Serotonin syndrome is a potentially serious condition, which can result in death. Typical clinical signs and symptoms include behavioral and cognitive/mental status changes (e.g., confusion, hypomania, hallucinations, agitation, delirium, headache, and coma), autonomic effects (e.g., syncope, shivering, sweating, high fever/hyperthermia, hypertension, hypotension, tachycardia, nausea, diarrhea), and somatic effects (e.g., muscular rigidity, myoclonus, muscle twitching, hyperreflexia manifested by clonus, and tremor).

In the post-marketing period, fatal and non-fatal cases of serotonin syndrome have been reported in patients treated with antidepressants concomitantly with ZELAPAR [see Contraindications (4) and Drug Interactions (7.1, 7.2, 7.3)].

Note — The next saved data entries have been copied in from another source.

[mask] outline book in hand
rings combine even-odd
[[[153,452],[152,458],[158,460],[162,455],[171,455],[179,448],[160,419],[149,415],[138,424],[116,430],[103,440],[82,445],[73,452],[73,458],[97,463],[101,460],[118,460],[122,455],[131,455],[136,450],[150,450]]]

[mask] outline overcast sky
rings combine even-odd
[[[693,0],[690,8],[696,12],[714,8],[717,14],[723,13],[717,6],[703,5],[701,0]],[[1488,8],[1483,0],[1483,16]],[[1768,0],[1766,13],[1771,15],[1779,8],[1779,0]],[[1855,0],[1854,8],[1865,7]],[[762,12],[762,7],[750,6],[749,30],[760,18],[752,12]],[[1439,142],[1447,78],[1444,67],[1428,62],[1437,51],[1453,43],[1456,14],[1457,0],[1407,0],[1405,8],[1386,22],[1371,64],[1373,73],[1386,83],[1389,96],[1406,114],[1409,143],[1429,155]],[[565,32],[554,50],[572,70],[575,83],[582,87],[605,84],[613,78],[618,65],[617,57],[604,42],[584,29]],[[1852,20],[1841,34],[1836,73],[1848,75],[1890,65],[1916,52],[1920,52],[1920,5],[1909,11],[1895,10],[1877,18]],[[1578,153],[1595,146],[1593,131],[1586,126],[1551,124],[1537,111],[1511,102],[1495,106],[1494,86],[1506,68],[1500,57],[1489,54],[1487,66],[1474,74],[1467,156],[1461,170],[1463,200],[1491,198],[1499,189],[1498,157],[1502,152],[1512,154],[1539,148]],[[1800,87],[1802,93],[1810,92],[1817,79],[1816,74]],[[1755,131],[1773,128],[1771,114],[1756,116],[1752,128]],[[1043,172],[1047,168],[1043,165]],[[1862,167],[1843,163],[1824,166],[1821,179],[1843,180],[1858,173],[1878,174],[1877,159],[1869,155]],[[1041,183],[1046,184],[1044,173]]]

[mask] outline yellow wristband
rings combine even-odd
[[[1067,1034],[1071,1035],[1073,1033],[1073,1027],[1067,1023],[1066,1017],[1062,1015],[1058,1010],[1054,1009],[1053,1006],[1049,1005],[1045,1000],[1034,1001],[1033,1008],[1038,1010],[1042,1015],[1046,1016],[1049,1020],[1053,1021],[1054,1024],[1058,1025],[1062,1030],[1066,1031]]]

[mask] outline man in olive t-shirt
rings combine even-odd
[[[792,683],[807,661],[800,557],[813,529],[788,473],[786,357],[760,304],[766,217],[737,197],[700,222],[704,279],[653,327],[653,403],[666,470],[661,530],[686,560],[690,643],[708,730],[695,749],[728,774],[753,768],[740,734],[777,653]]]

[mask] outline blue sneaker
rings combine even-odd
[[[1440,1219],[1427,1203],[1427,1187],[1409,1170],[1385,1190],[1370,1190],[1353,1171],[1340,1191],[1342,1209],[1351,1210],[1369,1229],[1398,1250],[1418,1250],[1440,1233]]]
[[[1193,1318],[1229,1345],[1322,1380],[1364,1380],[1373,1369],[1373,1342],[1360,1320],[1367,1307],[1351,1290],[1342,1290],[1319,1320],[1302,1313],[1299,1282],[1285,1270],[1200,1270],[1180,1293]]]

Clinical studies of ZELAPAR did not allow concomitant use of any selective serotonin re-uptake inhibitor (e.g., fluoxetine-Prozac, fluvoxamine-Luvox, paroxetine-Paxil, sertraline, venlafaxine-Effexor, or nefazodone-Serzone) or any non-selective serotonin reuptake inhibiting antidepressant drug (except when taken at a low dose and only at night for the purpose of effective sleep) with ZELAPAR.

Because the mechanisms responsible for these reactions are not fully understood, avoid the combination of ZELAPAR with any antidepressant. At least 14 days should elapse between discontinuation of ZELAPAR and initiation of treatment with a SSRI, SNRI, tricyclic, tetracyclic, or triazolopyridine antidepressant. In patients taking antidepressants with a long half-life (e.g., fluoxetine and its active metabolite), allow at least five weeks (perhaps longer, especially if fluoxetine has been prescribed chronically and/or at higher doses) to elapse between discontinuation of fluoxetine and initiation of ZELAPAR [see Drug Interactions (7.6)].